Humans do too. AI code trained on bad human practices reproduces those practices at scale. The reviewer who once caught those issues is now reviewing ten times as much code. The ratio of bugs slipping through goes up even if the individual rate stays flat.

That is a real risk, and the right answer to it is not “humans read more diffs.” It’s better guardrails: deterministic linters, contract verification, adversarial test agents, security scanning that doesn’t have opinions.

The future here is not: catch bugs in review. It is to define what “no bugs” means in formal terms before the first line is generated, and let machines enforce it continuously.

Here’s an experiment we ran recently to test how spec-driven verification would work: we implemented a full-stack feature with zero lines of manually written code.

Instead of AI writing code and engineers reviewing it, the team spent two days writing and reviewing a detailed spec: scope, acceptance criteria, and edge cases, before any implementation started. Then we handed the approved spec to an AI agent and let it build.

The result was about 6,000 lines of code. A second agent then verified the output against the 65 acceptance criteria items in the spec. It took six minutes. 60 passed, 4 failed, and 1 partial. A human doing the same verification would have taken hours.
The spec review caught issues that would have been a full rework post-implementation.


“AI agents can’t take accountability”

This is the comment that got the most support, and it deserves an answer.

Accountability is currently unresolved.
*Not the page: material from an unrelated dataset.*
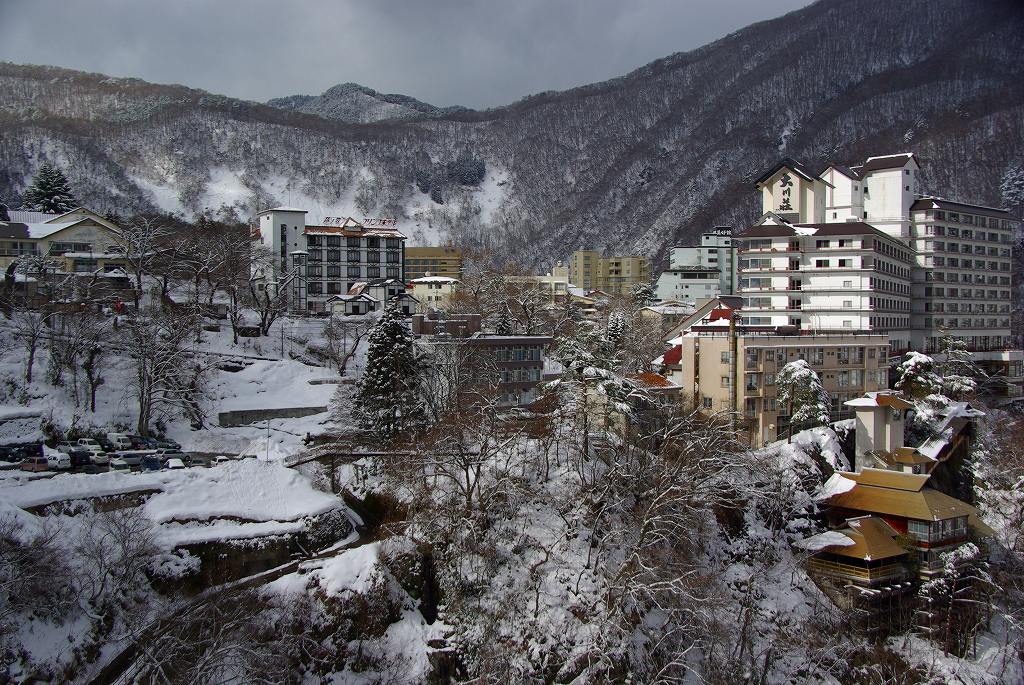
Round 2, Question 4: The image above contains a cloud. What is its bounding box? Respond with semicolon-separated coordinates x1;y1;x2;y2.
0;0;807;108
Right now, if an agent ships something that breaks production, the human who prompted it is accountable. That is inappropriate. It is also unsustainable at scale.

I mentioned in my original article that it is completely understandable not to trust the agents. We’ve all caught them going off the rails more than once. But when we catch a junior engineer making mistakes, we don’t fire them. We teach them, we build guardrails, and we create feedback loops. The accountability model for agents should be structural, not rely on humans carefully reviewing every line of code that AI spits out.

The question is then, where does the human sit in the loop? Not in the diff, I’d argue. In the constraints, acceptance criteria, in the decision about what gets automatically shipped and what gets flagged.

“I am not reviewing code anymore. But I am user-testing my software 10x more.”

That comment is closer to the right model than anything else in the thread. The shift is not from review to nothing. And I definitely don’t expect anyone to stop doing code reviews overnight. 

A lot more people are shipping AI-authored code than will admit it. The pressure to justify AI investment with velocity metrics is real. The incentive to skip review is real. My argument is not that skipping review is fine; it is that skipping the old kind of review is fine if you have replaced it with something better upstream.

We are in transition. The tools aren’t ready. The organizational structures aren’t ready. Most teams are neither fully reviewing nor fully trusting. They are somewhere in between, making it up. That is normal. It is also temporary.